Re: C aggregate passing (Rust kernel policy)
From: Ralf Jung
Date: Tue Mar 04 2025 - 13:47:18 EST
Hi all,
Whether the compiler is permitted to do that depends heavily on what exactly
the code looks like, so it's hard to discuss this in the abstract.
If inside some function, *all* writes to a given location are atomic (I
think that's what you call WRITE_ONCE?), then the compiler is *not* allowed
to invent any new writes to that memory. The compiler has to assume that
there might be concurrent reads from other threads, whose behavior could
change from the extra compiler-introduced writes. The spec (in C, C++, and
Rust) already works like that.
OTOH, the moment you do a single non-atomic write (i.e., a regular "*ptr =
val;" or memcpy or so), that is a signal to the compiler that there cannot
be any concurrent accesses happening at the moment, and therefore it can
(and likely will) introduce extra writes to that memory.
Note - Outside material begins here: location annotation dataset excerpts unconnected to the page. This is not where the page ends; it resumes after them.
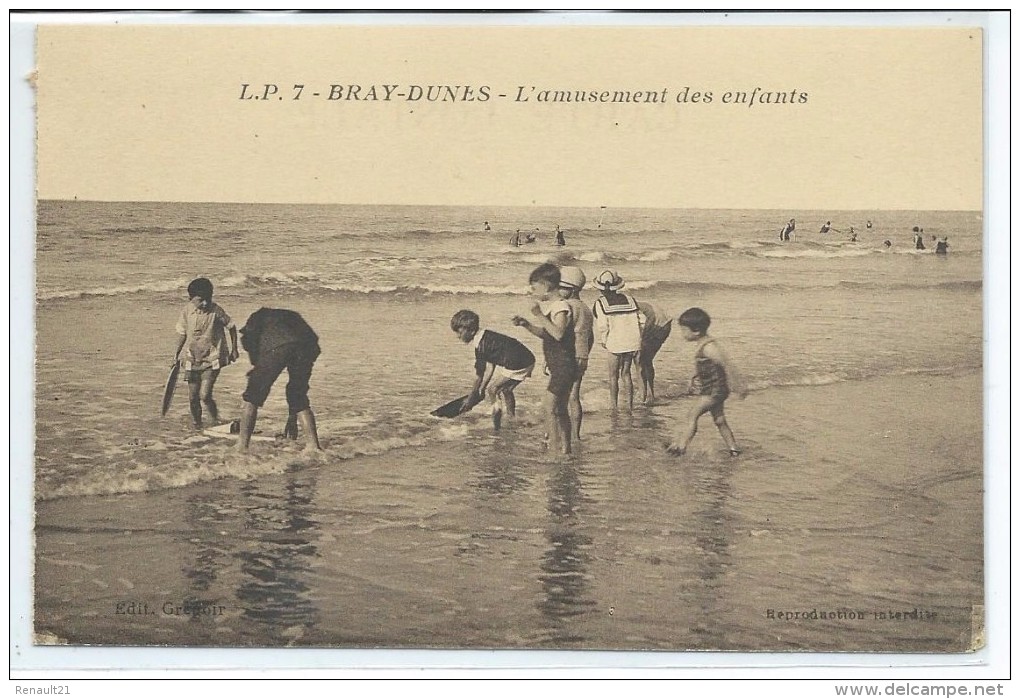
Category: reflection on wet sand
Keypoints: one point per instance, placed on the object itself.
(713, 535)
(564, 575)
(273, 590)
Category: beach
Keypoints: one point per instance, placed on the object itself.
(851, 521)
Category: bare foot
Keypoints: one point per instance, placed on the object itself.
(674, 449)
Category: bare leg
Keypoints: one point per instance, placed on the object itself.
(511, 401)
(563, 422)
(727, 435)
(307, 419)
(628, 383)
(647, 371)
(208, 382)
(249, 414)
(614, 381)
(679, 445)
(195, 402)
(574, 409)
(291, 430)
(558, 422)
(552, 421)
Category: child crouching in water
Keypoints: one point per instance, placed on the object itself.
(500, 362)
(714, 377)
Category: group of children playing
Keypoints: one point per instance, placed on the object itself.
(631, 333)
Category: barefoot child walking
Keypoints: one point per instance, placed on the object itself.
(552, 320)
(207, 341)
(715, 376)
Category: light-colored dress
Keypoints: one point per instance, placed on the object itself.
(205, 332)
(618, 325)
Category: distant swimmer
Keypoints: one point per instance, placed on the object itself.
(787, 230)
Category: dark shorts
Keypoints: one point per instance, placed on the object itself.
(298, 359)
(653, 341)
(562, 373)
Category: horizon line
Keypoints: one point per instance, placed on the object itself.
(496, 205)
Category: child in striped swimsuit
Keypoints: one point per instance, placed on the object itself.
(714, 377)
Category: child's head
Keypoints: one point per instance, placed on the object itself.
(694, 322)
(545, 279)
(609, 281)
(571, 282)
(200, 289)
(465, 325)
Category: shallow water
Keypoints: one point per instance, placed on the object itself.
(379, 285)
(859, 487)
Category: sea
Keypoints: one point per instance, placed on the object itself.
(819, 326)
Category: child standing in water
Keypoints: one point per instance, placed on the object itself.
(553, 321)
(618, 323)
(571, 282)
(501, 362)
(207, 341)
(714, 377)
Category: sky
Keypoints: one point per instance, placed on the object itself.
(863, 117)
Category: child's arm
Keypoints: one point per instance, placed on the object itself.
(733, 377)
(543, 327)
(556, 328)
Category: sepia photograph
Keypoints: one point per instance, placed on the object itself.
(474, 334)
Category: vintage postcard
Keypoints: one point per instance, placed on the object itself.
(707, 301)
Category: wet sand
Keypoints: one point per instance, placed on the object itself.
(837, 530)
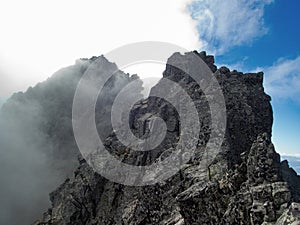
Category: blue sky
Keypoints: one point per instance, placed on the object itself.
(247, 35)
(266, 37)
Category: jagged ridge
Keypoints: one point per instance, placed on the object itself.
(245, 184)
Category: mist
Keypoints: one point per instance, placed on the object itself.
(37, 146)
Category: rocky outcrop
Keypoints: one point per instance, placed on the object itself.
(245, 184)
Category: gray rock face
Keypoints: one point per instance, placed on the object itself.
(245, 184)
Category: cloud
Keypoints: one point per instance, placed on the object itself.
(282, 79)
(39, 37)
(225, 24)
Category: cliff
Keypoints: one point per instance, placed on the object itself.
(244, 184)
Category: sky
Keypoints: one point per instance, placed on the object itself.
(39, 37)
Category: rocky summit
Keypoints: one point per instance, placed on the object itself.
(246, 183)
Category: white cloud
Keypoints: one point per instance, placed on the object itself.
(225, 24)
(39, 37)
(282, 79)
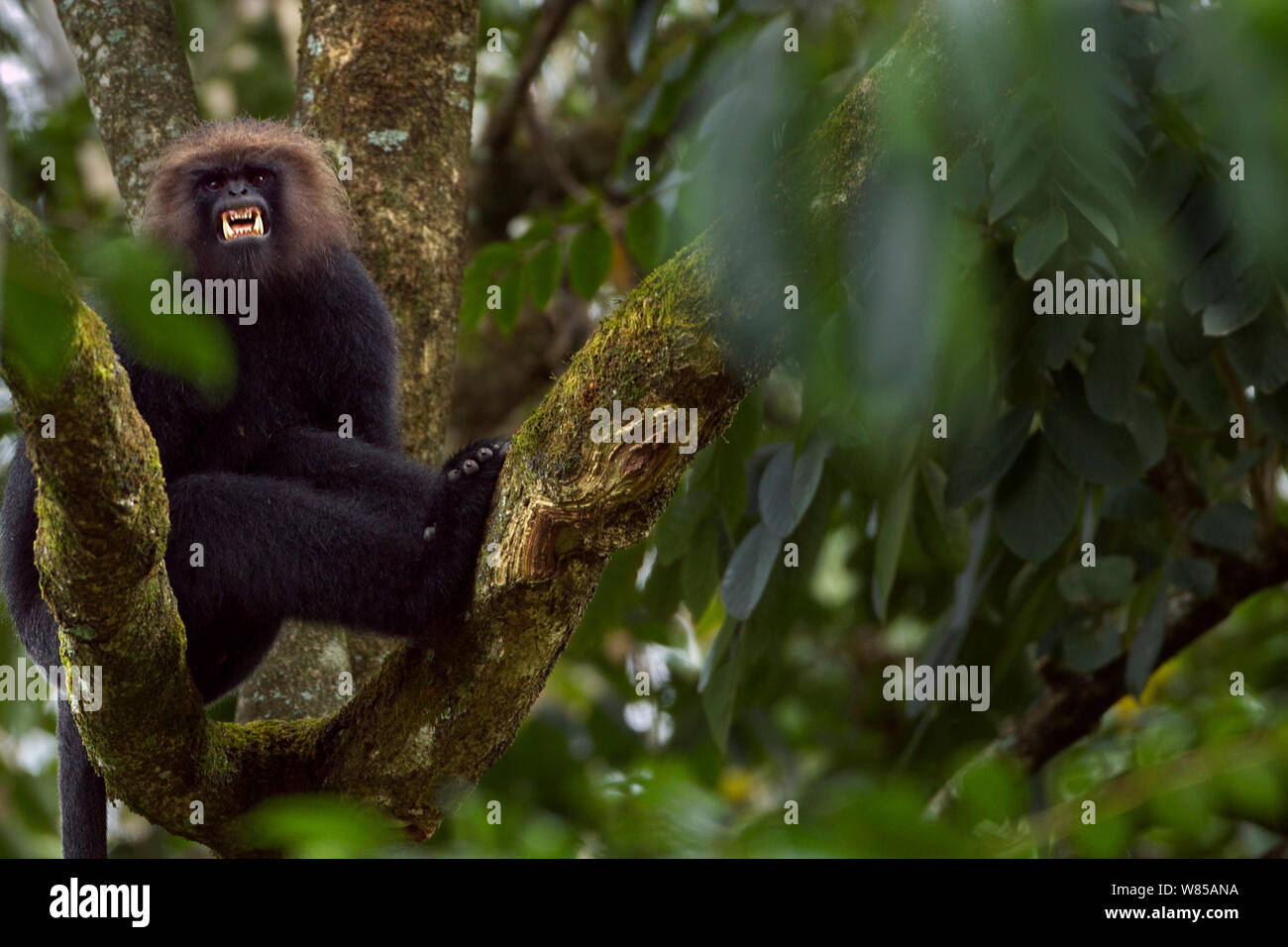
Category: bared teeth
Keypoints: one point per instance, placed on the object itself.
(243, 221)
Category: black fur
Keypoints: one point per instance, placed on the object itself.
(295, 521)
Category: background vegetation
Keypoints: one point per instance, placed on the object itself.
(1061, 429)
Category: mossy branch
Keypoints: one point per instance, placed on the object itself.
(426, 725)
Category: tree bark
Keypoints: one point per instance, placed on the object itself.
(137, 81)
(393, 91)
(425, 727)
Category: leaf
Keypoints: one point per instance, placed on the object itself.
(969, 182)
(511, 302)
(787, 486)
(1090, 446)
(1231, 315)
(1147, 428)
(674, 530)
(1037, 502)
(1109, 579)
(892, 523)
(983, 462)
(589, 258)
(1193, 574)
(541, 274)
(1056, 337)
(38, 321)
(498, 257)
(699, 573)
(943, 534)
(1147, 643)
(1274, 411)
(1197, 382)
(1258, 352)
(640, 33)
(1087, 644)
(1115, 368)
(1014, 191)
(747, 573)
(1229, 525)
(719, 682)
(1039, 241)
(645, 234)
(1094, 214)
(194, 347)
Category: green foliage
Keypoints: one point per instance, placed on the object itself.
(831, 531)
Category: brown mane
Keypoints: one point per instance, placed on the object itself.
(314, 204)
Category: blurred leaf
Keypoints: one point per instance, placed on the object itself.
(1090, 446)
(645, 234)
(678, 523)
(1039, 241)
(194, 347)
(1258, 352)
(980, 463)
(892, 523)
(787, 486)
(1193, 575)
(748, 570)
(1109, 579)
(1037, 502)
(1229, 525)
(1147, 643)
(1090, 643)
(1115, 368)
(1014, 191)
(589, 258)
(640, 31)
(699, 573)
(1098, 218)
(541, 274)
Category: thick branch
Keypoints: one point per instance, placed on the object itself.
(1073, 706)
(138, 84)
(391, 86)
(428, 725)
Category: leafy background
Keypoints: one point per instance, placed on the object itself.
(765, 678)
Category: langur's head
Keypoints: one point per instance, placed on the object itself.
(248, 198)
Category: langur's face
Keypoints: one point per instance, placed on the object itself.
(237, 218)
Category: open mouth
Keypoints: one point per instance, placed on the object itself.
(243, 222)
Is that how it really works?
I'd expect the atomic writes to have what we call "compiler barriers"
before and after; IOW, the compiler can do whatever it wants with non
atomic writes, provided it doesn't cross those barriers.
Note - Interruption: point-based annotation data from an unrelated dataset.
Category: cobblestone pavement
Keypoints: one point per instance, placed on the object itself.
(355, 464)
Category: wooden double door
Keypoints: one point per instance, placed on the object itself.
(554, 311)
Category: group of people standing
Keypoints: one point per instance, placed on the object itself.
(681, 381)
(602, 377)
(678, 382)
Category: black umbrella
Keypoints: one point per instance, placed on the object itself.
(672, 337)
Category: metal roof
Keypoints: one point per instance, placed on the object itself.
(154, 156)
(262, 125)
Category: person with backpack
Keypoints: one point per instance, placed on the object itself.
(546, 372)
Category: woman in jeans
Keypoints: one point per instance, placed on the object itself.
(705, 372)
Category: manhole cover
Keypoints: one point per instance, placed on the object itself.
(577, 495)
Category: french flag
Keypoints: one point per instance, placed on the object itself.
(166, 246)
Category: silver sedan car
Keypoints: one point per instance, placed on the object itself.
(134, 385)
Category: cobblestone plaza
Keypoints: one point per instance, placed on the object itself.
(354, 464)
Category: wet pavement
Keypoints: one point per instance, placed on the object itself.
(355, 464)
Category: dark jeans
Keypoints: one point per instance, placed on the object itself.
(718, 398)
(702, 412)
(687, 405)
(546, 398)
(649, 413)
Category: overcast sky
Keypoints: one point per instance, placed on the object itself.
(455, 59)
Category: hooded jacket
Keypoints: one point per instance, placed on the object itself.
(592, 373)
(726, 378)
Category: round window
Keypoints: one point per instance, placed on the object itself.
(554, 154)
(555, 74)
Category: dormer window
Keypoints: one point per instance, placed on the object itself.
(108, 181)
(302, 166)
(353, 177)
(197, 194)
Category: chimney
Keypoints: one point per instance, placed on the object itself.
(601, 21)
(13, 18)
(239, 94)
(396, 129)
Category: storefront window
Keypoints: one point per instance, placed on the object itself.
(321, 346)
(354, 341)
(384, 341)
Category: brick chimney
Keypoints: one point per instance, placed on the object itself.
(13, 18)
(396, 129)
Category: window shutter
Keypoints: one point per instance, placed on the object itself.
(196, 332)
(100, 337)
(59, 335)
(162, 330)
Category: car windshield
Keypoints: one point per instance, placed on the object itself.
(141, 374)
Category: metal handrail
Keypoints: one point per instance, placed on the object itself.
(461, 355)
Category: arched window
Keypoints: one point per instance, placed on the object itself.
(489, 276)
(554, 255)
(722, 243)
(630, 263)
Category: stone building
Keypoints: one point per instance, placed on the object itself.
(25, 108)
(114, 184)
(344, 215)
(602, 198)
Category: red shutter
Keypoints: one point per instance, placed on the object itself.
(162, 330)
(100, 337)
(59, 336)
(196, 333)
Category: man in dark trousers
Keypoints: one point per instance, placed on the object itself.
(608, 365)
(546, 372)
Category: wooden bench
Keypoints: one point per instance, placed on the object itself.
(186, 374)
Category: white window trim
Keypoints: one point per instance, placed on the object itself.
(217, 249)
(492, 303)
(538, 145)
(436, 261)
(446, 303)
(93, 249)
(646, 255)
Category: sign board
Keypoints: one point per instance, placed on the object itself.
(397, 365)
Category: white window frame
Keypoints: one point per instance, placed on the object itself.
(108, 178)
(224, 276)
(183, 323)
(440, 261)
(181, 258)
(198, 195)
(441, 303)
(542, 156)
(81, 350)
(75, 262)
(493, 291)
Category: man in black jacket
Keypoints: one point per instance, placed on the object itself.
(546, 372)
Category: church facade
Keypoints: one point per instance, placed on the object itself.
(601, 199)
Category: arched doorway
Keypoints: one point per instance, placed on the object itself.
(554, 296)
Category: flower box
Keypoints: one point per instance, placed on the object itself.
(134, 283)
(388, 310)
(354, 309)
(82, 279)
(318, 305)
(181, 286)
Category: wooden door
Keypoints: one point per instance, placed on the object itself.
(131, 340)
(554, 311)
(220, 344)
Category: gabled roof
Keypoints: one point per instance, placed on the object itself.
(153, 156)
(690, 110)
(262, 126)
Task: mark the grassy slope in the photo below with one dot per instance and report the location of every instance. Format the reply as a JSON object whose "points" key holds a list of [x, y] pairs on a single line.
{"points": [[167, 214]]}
If you do a non-atomic write, and then an atomic release write, that release
write marks communication with another thread. When I said "concurrent accesses
[...] at the moment" above, the details of what exactly that means matter a lot:
by doing an atomic release write, the "moment" has passed, as now other threads
could be observing what happened.
One can get quite far thinking about these things in terms of "barriers" that
block the compiler from reordering operations, but that is not actually what
happens. The underlying model is based on describing the set of behaviors that a
program can have when using particular atomicity orderings (such as release,
acquire, relaxed); the compiler is responsible for ensuring that the resulting
program only exhibits those behaviors. An approach based on "barriers" is one,
but not the only, approach to achieve that: at least in special cases, compilers
can and do perform more optimizations. The only thing that matters is that the
resulting program still behaves as-if it was executed according to the rules of
the language, i.e., the program execution must be captured by the set of
behaviors that the atomicity memory model permits. This set of behaviors is,
btw, completely portable; this is truly an abstract semantics and not tied to
what any particular hardware does.
Now, that's the case for general C++ or Rust. The Linux kernel is special in
that its concurrency support predates the official model, so it is written in a
different style, commonly referred to as LKMM. I'm not aware of a formal study
of that model to the same level of rigor as the C++ model, so for me as a
theoretician it is much harder to properly understand what happens there,
unfortunately. My understanding is that many LKMM operations can be mapped to
equivalent C++ operations (i.e., WRITE_ONCE and READ_ONCE correspond to atomic
relaxed loads and stores). However, the LKMM also makes use of dependencies
(address and/or data dependencies? I am not sure), and unfortunately those
fundamentally clash with even basic compiler optimizations such as GVN/CSE or
algebraic simplifications, so it's not at all clear how they can even be used in
an optimizing compiler in a formally sound way (i.e., "we could, in principle,
mathematically prove that this is correct"). Finding a rigorous way to equip an
optimized language such as C, C++, or Rust with concurrency primitives that emit
the same efficient assembly code as what the LKMM can produce is, I think, an
open problem. Meanwhile, the LKMM seems to work in practice despite those
concerns, and that should apply to both C (when compiled with clang) and Rust in
the same way -- but when things go wrong, the lack of a rigorous contract will
make it harder to determine whether the bug is in the compiler or the kernel.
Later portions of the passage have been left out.